Hassabis sets a clock on AGI: 'a few years,' and calls for a FINRA for AI before it's too late

🕒 Published on Zendoric: July 15, 2026 · 08:41
Google DeepMind chief Demis Hassabis predicts AGI is 'a few years' away and calls for an international body, led by the U.S., to audit frontier models before their release. Behind the warning lies a paradox: the one pushing the race hardest is the one most urgently calling to slow down and think.
By NDTV · July 15, 2026.
Demis Hassabis, CEO of Google DeepMind and Nobel laureate, has published a lengthy personal essay in which he once again narrows the timeline toward artificial general intelligence (AGI): he places it "a few years" away, after having spoken in June of a range of 3-4 years. He defines AGI as a system capable of matching all the cognitive capabilities of the human brain, and his central message is not technical but about governance: he calls for urgently establishing an international AI watchdog, led by the United States, before the window to act closes.
The specific proposal takes a recognizable form: a body modeled on FINRA, the private regulator that oversees Wall Street brokers under federal supervision.
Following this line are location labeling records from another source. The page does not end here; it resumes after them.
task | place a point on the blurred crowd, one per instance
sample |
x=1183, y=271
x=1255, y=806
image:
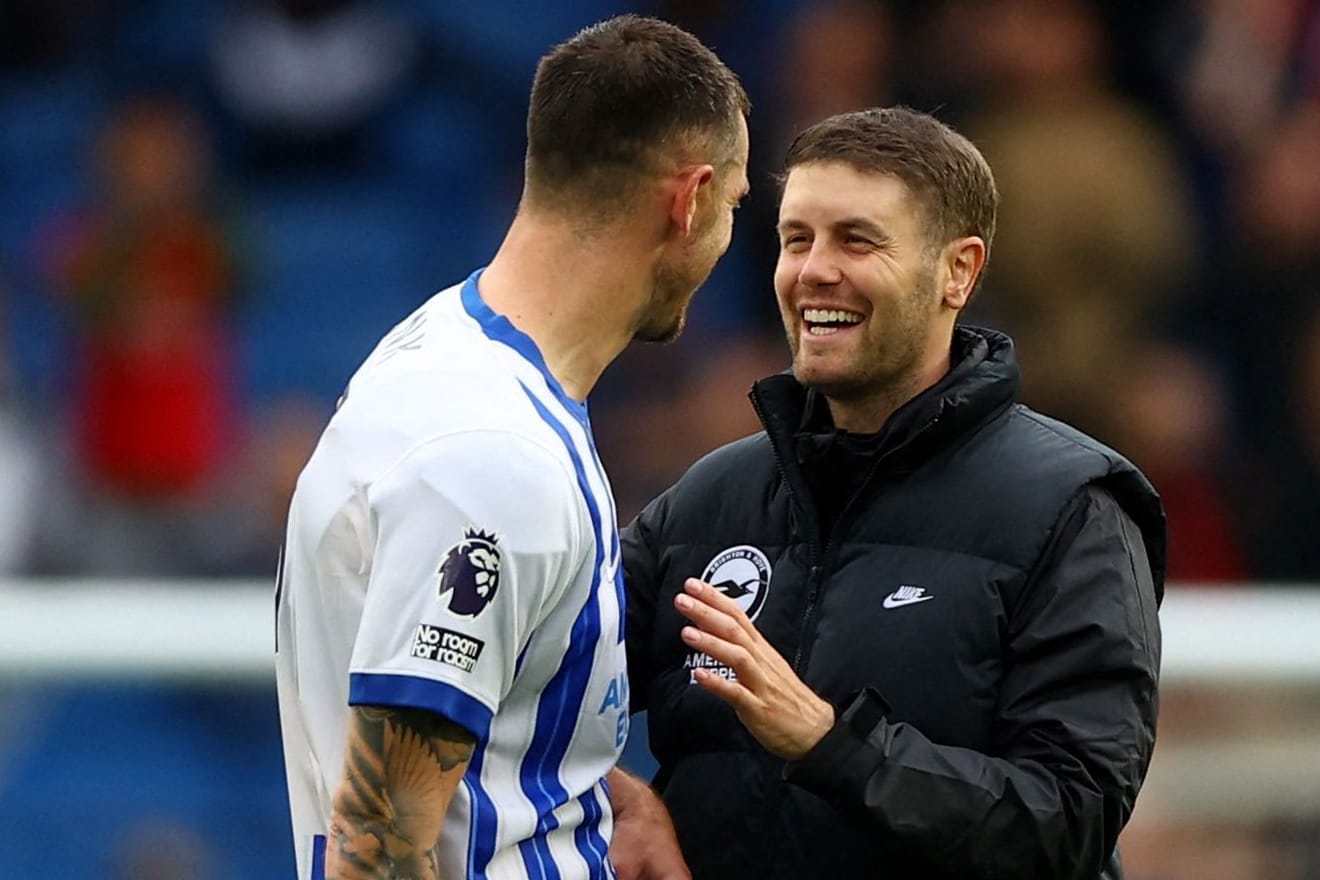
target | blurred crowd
x=211, y=209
It would be financed largely by the AI industry itself, with technical experts setting safety benchmarks that frontier models would have to clear before reaching the market. The scheme Hassabis sketches begins as voluntary —review up to 30 days before launch— and would only become mandatory once the testing system proves reliable. It is, in essence, self-regulation with the ambition of becoming law, and with the United States as the prime mover that would later drag along an international consensus.
The warning is not merely theoretical. Hassabis explicitly cites the cybersecurity risks that today's frontier models already pose, and warns that nuclear and biological threats could emerge as capabilities continue to advance. He also points to something more unsettling than any benchmark: the need for "robust safeguards" to maintain control over systems that are increasingly agentic and capable of improving themselves recursively, without human intervention. It is not an isolated idea: Anthropic —which competes directly with Google DeepMind— has for months been noting in its own research that its models are beginning to show self-improvement behaviors, and its CEO, Dario Amodei, has long called for similar guardrails. That two of the labs that profit most from accelerating the race converge in asking someone to slow it down a bit is, at the very least, a signal to be taken seriously.
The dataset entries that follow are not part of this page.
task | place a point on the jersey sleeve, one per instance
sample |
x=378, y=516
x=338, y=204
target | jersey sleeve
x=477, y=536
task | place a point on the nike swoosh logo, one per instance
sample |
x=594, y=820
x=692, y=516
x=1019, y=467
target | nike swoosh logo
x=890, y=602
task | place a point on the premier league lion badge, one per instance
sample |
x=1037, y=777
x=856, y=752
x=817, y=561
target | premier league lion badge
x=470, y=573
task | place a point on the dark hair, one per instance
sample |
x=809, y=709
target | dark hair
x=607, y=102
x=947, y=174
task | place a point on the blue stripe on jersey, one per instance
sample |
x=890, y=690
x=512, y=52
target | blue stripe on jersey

And here is the tension the text itself does not resolve: Hassabis acknowledges that the underlying problem is not a lack of technical knowledge, but that "as a field and as a society" we are not giving ourselves the time or space to do it well, because the focus is on the AI arms race, both among corporations and among nations. In other words: the very actor competing in that race —Google, against OpenAI, Anthropic, and China's open frontier that draws closer every quarter— is the one calling for a regulatory truce. There is no moral contradiction in that, but there is an incentives problem: a watchdog financed by the industry and led by the country where the largest labs reside will hardly be perceived as neutral by China, the EU or the rest of the world, and Hassabis himself admits it by framing it as a "starting point" for a broader consensus, not a closed solution. AI geopolitics has spent a year fragmenting into blocs —export controls, cross vetoes on specific tools— and a governance proposal born unilateral, however well-intentioned, has to earn the international legitimacy that today does not exist.
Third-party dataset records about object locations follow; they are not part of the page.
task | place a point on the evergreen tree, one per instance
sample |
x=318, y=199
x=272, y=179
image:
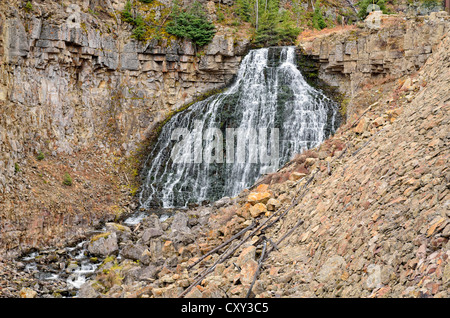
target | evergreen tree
x=364, y=4
x=192, y=24
x=275, y=25
x=243, y=9
x=318, y=21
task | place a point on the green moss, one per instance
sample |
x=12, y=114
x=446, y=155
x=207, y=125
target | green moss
x=67, y=179
x=29, y=6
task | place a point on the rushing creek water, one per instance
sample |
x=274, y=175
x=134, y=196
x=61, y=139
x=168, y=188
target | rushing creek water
x=230, y=139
The final part of the text is what connects with the underlying thesis this outlet has been maintaining: Hassabis does not sell AGI as pure threat, but as a historic turning point. He compares it to the discovery of fire or electricity —"we have found a way to make sand think"— and estimates its impact at ten times that of the Industrial Revolution, at ten times the speed. He speaks of accelerating drug discovery, new sources of clean energy, advanced materials, and of a point at which resources cease to be the limiting factor of human progress: an era of abundance. It is exactly the horizon we defend as plausible over the long term, and it is worth saying without reducing it to marketing: coming from someone who leads one of the two or three labs that truly push the frontier, it is not just any hunch, though neither is it a certainty —he himself admits that "not even the experts agree" on what will happen.
Our reading is that the value of this warning lies not in the date —AI's own pioneers have spent a decade getting timelines wrong, and "a few years" is elastic enough to avoid commitment— but in the honest diagnosis that the window to design guardrails is closing faster than the collective capacity to build them. An AI FINRA, financed by the industry and started up by the US, is better than nothing, but it is a unilateral patch for a problem that by definition respects no borders. If the promised abundance arrives, it will be because along the way we first solved the governance problem that Hassabis describes with more lucidity than solutions; if it is not solved, the risk is not that AGI fails to arrive, but that it arrives with no one watching how what it brings gets shared out.